Desire in Lingerie (Lingerie 7) - Page 61

I wanted this shitty day to end.

Her father insulted me, made a cut so deep that the blade was stuck between my ribs. He insulted my mother, a woman I held a constant vigil to inside my heart. If anyone else had made a comment like that, I would have stabbed their eyeballs out.

But Crow Barsetti walked free.

Only because of Vanessa.

It took all my strength to swallow the disrespect without retaliating. It took all the love in my heart to turn my back and walk away. I wasn’t the kind of man who ever backed down from a fight. I’d rather die trying than surrender. But I remained in control of my impulses by keeping Vanessa in all my thoughts.

I did my best.

But when I walked out of that house, I knew nothing was going to change. Her parents would drive us apart eventually. As much as I wanted to keep Vanessa, I knew I would regret keeping her from her family. Eventually, it would make her depressed, and the happiness we once shared would be long gone.

Now it was only a matter of time before I lost her.

The thought hurt so much that I forced myself to stop thinking about it. Otherwise, I would keep drinking…and never stop.

My phone vibrated on the bar. Come get me.

I stared at Vanessa’s name, trying to gauge the tone of her words. We had a long drive home, so I knew we’d spend it talking about this nightmare. On my way, baby.

I pulled up to the front of the house, returning to Barsetti soil—enemy territory. I could stay in the truck and wait for her to join me, but my behavior would be construed as cowardly rather than respectful.

My shoes crunched against the gravel roundabout, and I walked up to the front door. I could just call her and tell her I was outside, but that also seemed spineless. I wanted to make the right impression on her father, and while it would annoy him, showing him I wasn’t afraid of him was the best way to do that. He would never respect me if I tucked my tail between my legs and avoided him. I had to look him in the eye and match his aggression with my own. I had to stand straighter, taller.

I refused to get on my knees and kiss his feet—no matter how much I loved Vanessa.

I rang the doorbell.

After a moment, footsteps sounded then the door opened. Vanessa stood there, her makeup missing because she’d spent her afternoon crying. She’d cleaned herself up, but since it looked like she wasn’t wearing makeup at all, I knew her tears washed everything away.

She stared at me, looking at me in silence. She didn’t need to say a word to connect with me, to tell me how much she missed me and how miserable she was.

I could feel her—all of her.

I’d never had this kind of connection with anyone else. Thoughts and feelings didn’t need to be spelled out. Like her heart was directly in my palm, I could feel it beat in different ways. I could read her terror, her fears.

Her eyes moved to my chest, like she wanted to come to me and wrap her arms around my waist. She wanted to be buried in my arms, to forget this horrible day had ever happened.

Footsteps sounded behind her, and both of her parents emerged in the entryway. Crow stood in front, purposely keeping his wife behind him.

Like I’d ever touch her. The assumption was insulting.

Pearl looked at me with unblinking eyes, staring at my face with concentration. Without reading her thoughts, I knew what she was doing. She was looking for the similarities between my father and me, to see if we possessed the same expression, the same cruelty. She’d never seen my face before, only my back in a painting.

I looked nothing like my father. Overweight with doughy features, he wasn’t what anyone would consider to be handsome. But he had crystal-blue eyes like mine—which I’d inherited. Everything else, I got from my mother.

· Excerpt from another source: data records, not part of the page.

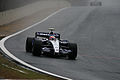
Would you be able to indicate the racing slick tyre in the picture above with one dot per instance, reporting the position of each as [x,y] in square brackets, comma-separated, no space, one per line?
[29,44]
[36,51]
[73,54]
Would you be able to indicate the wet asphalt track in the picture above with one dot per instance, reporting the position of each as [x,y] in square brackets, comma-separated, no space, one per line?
[96,30]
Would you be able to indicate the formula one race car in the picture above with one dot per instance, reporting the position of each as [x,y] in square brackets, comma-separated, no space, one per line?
[50,44]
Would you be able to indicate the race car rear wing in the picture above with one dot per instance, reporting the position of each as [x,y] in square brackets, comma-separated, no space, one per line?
[46,34]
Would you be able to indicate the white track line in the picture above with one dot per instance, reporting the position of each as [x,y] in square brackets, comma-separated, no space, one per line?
[2,46]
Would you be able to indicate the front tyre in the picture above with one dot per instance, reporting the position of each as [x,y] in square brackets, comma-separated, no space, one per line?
[72,55]
[29,44]
[36,51]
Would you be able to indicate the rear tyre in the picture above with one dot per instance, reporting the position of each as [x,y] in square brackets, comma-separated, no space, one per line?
[36,51]
[73,54]
[29,44]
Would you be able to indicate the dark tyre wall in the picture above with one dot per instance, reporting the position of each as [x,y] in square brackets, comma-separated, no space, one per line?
[11,4]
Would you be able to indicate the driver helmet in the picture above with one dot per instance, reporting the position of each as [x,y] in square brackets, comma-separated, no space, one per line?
[52,38]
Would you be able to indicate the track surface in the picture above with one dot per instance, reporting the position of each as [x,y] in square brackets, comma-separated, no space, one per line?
[96,31]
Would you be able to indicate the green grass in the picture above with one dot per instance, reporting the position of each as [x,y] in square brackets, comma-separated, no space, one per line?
[10,70]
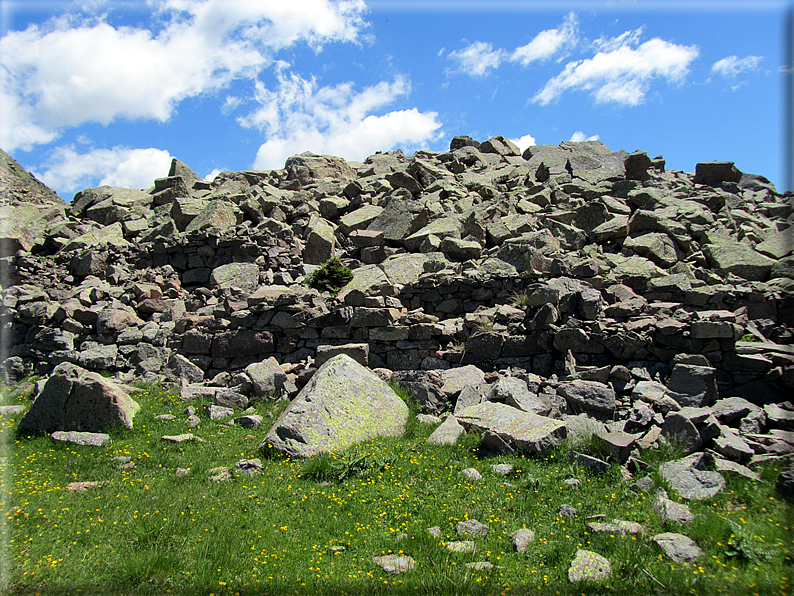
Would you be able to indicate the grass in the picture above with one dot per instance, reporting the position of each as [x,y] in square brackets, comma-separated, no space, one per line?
[147,531]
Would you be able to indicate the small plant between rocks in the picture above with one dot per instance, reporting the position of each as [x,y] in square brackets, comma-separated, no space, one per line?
[331,277]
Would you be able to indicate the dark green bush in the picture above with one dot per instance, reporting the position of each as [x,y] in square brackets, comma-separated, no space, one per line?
[332,276]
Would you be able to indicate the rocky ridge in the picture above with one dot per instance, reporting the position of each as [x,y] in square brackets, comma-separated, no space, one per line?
[568,283]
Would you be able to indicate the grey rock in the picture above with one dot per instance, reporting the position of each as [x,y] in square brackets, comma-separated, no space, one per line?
[447,433]
[588,395]
[690,478]
[509,429]
[342,404]
[692,385]
[80,438]
[180,367]
[670,511]
[75,399]
[471,474]
[521,539]
[588,566]
[472,527]
[678,547]
[395,563]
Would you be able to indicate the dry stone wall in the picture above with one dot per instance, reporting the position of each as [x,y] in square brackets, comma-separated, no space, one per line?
[566,262]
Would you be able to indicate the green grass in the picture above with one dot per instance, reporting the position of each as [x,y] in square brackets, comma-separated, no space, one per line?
[147,531]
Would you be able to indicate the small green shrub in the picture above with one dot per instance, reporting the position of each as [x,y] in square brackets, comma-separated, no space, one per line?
[332,276]
[330,467]
[750,337]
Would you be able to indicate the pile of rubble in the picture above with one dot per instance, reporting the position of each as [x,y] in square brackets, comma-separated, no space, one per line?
[602,282]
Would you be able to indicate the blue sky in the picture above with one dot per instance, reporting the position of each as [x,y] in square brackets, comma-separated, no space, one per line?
[98,92]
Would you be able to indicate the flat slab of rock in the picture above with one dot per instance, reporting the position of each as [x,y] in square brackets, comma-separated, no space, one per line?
[689,478]
[183,438]
[463,546]
[343,404]
[588,566]
[678,547]
[80,438]
[511,429]
[472,527]
[521,539]
[395,563]
[617,526]
[81,487]
[670,511]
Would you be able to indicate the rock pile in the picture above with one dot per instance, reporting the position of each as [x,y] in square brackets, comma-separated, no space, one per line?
[564,288]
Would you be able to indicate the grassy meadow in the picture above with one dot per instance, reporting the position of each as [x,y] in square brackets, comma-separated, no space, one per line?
[146,530]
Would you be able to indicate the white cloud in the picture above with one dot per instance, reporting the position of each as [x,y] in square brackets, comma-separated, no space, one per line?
[211,176]
[60,74]
[622,75]
[298,116]
[610,44]
[548,42]
[579,136]
[731,66]
[67,171]
[477,59]
[524,142]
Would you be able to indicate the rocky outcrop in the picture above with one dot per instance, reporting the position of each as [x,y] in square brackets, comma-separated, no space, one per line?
[609,287]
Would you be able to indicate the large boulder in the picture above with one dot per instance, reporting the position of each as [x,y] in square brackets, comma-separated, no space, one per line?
[509,429]
[343,404]
[76,399]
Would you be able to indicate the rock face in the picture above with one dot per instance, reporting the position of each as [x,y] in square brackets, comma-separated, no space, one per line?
[343,404]
[74,399]
[611,287]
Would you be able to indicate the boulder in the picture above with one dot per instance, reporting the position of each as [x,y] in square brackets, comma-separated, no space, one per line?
[267,377]
[678,547]
[510,429]
[588,566]
[74,399]
[692,385]
[588,395]
[343,404]
[691,479]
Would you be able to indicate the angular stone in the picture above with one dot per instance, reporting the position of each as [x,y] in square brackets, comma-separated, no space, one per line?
[678,547]
[516,430]
[75,399]
[182,368]
[588,395]
[454,380]
[689,478]
[267,377]
[447,433]
[395,563]
[588,566]
[472,527]
[682,430]
[241,342]
[521,539]
[358,352]
[80,438]
[670,511]
[514,392]
[343,404]
[692,385]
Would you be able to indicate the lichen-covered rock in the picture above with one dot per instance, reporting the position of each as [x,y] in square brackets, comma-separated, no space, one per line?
[343,404]
[74,399]
[510,429]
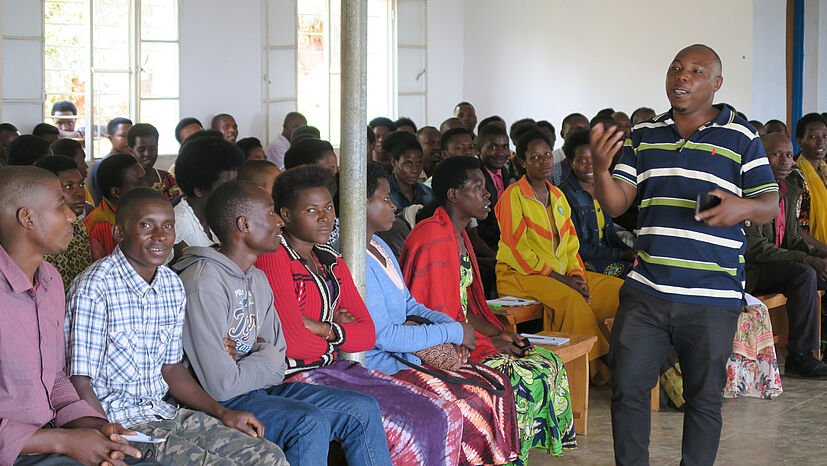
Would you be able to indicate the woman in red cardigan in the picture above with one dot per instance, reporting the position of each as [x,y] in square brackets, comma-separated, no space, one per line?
[441,271]
[321,311]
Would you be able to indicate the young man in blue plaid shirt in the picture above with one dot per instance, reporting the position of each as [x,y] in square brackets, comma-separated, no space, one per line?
[124,321]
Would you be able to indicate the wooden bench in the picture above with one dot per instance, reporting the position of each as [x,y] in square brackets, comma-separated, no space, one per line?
[575,356]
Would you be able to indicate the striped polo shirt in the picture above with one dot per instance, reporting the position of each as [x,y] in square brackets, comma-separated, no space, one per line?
[679,258]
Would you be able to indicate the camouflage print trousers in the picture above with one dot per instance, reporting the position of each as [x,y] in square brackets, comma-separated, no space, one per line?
[195,438]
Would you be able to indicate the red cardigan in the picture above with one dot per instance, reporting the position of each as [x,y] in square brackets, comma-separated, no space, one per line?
[430,265]
[297,291]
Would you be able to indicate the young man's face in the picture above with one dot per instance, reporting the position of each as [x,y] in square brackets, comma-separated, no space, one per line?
[779,151]
[119,144]
[146,151]
[814,143]
[228,127]
[459,145]
[65,124]
[146,235]
[495,151]
[52,218]
[73,193]
[407,168]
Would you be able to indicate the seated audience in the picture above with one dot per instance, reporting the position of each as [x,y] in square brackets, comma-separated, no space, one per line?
[204,163]
[260,172]
[451,123]
[252,148]
[78,255]
[381,126]
[428,138]
[117,175]
[778,260]
[406,154]
[440,269]
[601,249]
[467,114]
[538,255]
[8,133]
[642,114]
[124,319]
[143,144]
[44,421]
[811,135]
[26,150]
[490,434]
[74,150]
[278,147]
[405,124]
[321,312]
[46,131]
[301,418]
[226,125]
[493,151]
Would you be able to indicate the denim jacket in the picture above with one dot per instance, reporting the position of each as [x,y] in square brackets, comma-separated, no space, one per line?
[583,215]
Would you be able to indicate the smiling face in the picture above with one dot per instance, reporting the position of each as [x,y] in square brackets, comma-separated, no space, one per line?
[146,235]
[692,80]
[538,162]
[72,184]
[380,208]
[495,151]
[779,151]
[146,151]
[814,143]
[311,219]
[407,168]
[582,164]
[473,199]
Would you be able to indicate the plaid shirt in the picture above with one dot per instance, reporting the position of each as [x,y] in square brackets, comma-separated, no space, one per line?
[120,330]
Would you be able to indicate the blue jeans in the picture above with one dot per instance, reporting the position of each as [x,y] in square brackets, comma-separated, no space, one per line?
[303,419]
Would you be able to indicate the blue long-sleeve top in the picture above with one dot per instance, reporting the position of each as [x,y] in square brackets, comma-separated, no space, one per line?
[389,306]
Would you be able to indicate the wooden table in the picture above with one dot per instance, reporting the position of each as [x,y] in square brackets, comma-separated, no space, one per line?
[575,356]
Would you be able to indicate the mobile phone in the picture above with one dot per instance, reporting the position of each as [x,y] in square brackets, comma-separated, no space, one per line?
[706,201]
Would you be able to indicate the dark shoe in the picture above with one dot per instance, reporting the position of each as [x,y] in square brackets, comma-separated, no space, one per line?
[805,366]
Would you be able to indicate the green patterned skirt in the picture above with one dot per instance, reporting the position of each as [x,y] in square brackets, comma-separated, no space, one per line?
[541,390]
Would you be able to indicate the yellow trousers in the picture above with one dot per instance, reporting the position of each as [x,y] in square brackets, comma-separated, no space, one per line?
[565,308]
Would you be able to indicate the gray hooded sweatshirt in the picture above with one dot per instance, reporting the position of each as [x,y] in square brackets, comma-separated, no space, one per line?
[224,301]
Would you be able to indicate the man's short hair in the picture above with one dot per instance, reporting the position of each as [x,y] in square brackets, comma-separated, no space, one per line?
[26,150]
[112,171]
[183,124]
[42,130]
[56,164]
[808,119]
[113,124]
[141,130]
[64,106]
[133,199]
[201,161]
[449,135]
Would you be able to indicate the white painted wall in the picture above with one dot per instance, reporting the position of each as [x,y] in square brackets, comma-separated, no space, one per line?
[222,62]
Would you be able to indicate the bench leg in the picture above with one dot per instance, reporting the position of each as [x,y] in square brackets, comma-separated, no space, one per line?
[578,375]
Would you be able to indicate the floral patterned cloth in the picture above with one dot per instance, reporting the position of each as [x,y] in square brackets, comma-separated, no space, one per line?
[752,369]
[540,386]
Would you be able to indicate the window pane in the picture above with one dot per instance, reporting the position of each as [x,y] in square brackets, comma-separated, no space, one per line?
[163,114]
[159,20]
[159,69]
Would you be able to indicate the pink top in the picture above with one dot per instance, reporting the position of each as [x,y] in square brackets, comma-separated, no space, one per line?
[34,389]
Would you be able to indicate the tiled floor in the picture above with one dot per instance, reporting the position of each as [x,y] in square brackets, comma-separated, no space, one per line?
[790,430]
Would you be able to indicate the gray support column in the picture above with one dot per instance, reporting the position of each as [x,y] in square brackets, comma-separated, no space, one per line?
[353,149]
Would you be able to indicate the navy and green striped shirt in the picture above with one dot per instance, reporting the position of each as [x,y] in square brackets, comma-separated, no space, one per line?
[680,259]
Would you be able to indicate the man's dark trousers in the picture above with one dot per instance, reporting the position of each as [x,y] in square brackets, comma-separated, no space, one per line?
[643,329]
[799,284]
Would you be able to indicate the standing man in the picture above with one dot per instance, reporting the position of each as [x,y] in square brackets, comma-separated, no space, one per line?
[278,147]
[687,286]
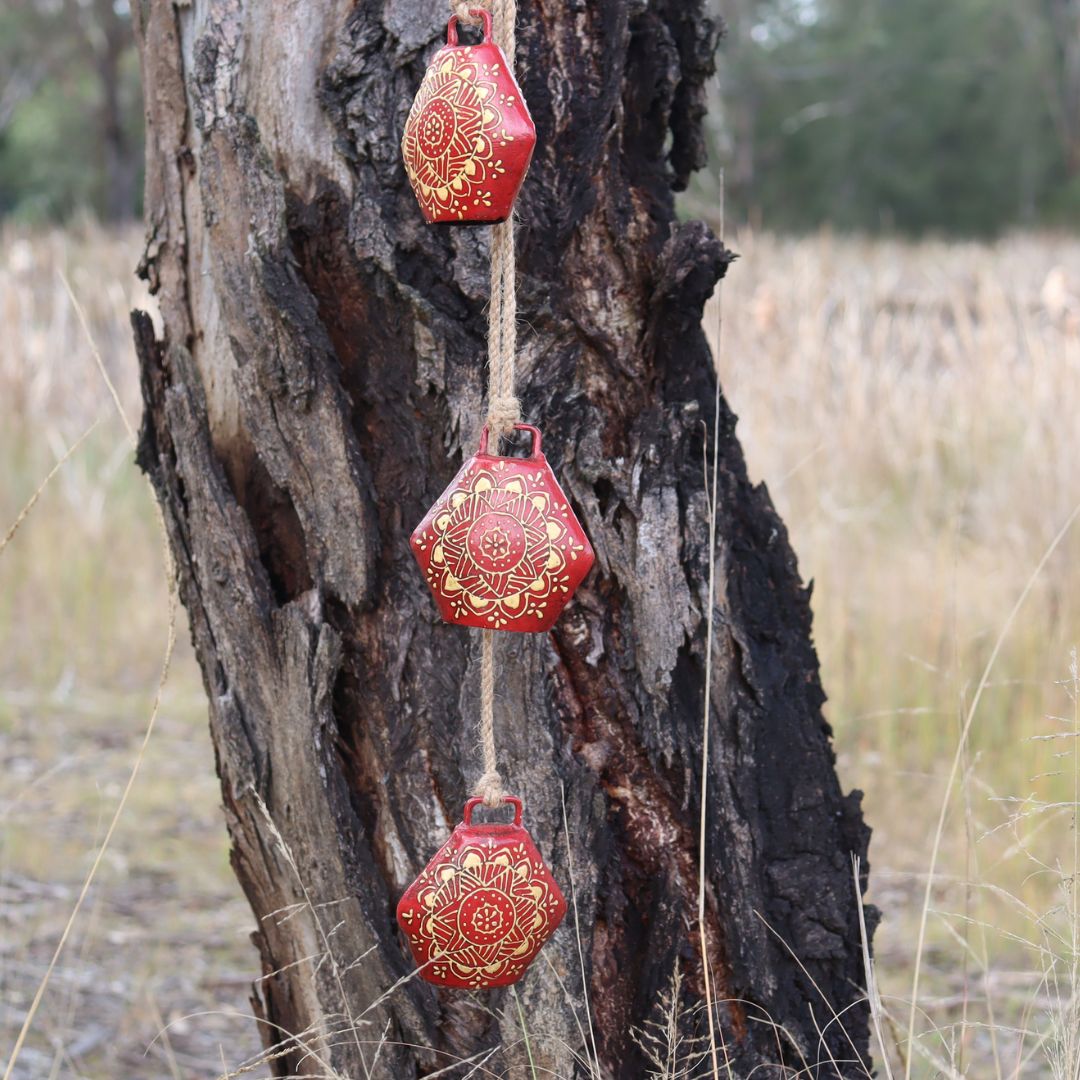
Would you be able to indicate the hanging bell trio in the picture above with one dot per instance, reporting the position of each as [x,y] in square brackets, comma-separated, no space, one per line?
[501,549]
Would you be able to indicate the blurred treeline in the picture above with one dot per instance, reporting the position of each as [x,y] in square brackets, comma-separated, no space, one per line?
[70,110]
[907,116]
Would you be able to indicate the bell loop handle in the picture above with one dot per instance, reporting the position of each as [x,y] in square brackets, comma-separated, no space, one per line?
[482,13]
[507,800]
[535,455]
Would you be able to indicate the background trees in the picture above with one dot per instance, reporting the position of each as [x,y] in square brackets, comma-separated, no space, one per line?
[960,117]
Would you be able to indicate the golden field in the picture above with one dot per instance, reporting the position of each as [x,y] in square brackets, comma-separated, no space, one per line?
[914,410]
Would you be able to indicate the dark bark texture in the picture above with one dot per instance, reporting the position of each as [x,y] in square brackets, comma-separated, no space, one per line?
[319,377]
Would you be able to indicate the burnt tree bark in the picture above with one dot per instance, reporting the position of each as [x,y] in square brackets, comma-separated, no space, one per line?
[319,378]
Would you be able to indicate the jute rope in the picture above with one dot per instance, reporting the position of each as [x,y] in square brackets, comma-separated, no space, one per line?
[503,408]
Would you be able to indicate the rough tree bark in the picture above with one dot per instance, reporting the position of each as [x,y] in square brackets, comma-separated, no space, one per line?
[316,381]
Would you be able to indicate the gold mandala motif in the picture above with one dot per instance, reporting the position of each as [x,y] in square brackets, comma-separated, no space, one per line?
[500,545]
[454,132]
[485,913]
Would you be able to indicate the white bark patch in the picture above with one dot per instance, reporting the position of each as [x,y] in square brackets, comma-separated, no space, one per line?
[658,590]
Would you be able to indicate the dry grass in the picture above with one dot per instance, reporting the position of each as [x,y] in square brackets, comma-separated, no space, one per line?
[914,409]
[83,625]
[915,412]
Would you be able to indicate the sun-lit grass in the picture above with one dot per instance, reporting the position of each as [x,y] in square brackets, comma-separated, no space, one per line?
[914,410]
[83,621]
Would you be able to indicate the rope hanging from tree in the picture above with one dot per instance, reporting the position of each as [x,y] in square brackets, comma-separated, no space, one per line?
[503,407]
[500,549]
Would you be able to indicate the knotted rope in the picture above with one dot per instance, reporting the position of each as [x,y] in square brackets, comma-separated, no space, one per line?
[503,408]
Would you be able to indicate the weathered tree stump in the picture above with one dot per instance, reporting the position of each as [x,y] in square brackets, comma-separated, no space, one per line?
[319,378]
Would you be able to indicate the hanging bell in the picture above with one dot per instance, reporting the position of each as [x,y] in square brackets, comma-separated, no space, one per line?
[501,549]
[469,138]
[483,907]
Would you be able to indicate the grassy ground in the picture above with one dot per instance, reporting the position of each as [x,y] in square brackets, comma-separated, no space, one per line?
[914,410]
[83,625]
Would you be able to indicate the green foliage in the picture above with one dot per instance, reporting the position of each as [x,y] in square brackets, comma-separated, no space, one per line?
[70,110]
[923,116]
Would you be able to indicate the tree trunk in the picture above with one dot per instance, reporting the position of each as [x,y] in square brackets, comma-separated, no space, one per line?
[319,378]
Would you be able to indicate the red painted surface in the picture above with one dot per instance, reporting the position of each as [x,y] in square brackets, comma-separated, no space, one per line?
[501,549]
[469,138]
[483,907]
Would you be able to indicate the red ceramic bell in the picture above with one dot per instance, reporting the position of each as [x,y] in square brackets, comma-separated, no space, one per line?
[483,907]
[469,138]
[501,549]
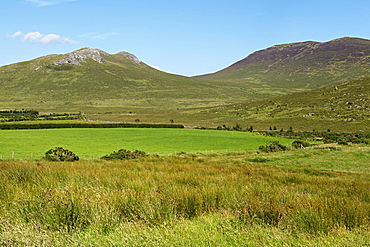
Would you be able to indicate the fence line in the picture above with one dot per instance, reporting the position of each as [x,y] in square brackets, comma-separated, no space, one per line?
[26,155]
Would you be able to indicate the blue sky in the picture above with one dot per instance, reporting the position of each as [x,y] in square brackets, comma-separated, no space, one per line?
[189,37]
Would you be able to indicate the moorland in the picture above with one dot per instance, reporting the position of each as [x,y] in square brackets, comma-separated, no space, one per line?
[225,171]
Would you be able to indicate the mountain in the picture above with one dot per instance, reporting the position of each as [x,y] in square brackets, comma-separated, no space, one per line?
[93,79]
[339,107]
[303,65]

Her beauty complemented with my father’s masculinity, and that was how I looked.

So Pearl wouldn’t see my father as she looked at me—the man who raped her.

If I’d looked too much like him, then this really had no chance. Vanessa’s mother wouldn’t be able to be in the same room with me without thinking about her time as a slave. I couldn’t blame her for that.

Crow stared at me with the same coldness as before, his jaw clenched tightly. Just being around me was enough to make his knuckles turn white as his hands formed fists. He couldn’t stand me, just like earlier. His hatred rang in the air like a loud bell. I could hear it, as well as everyone else.

We all stood together, tensions stretching and escalating.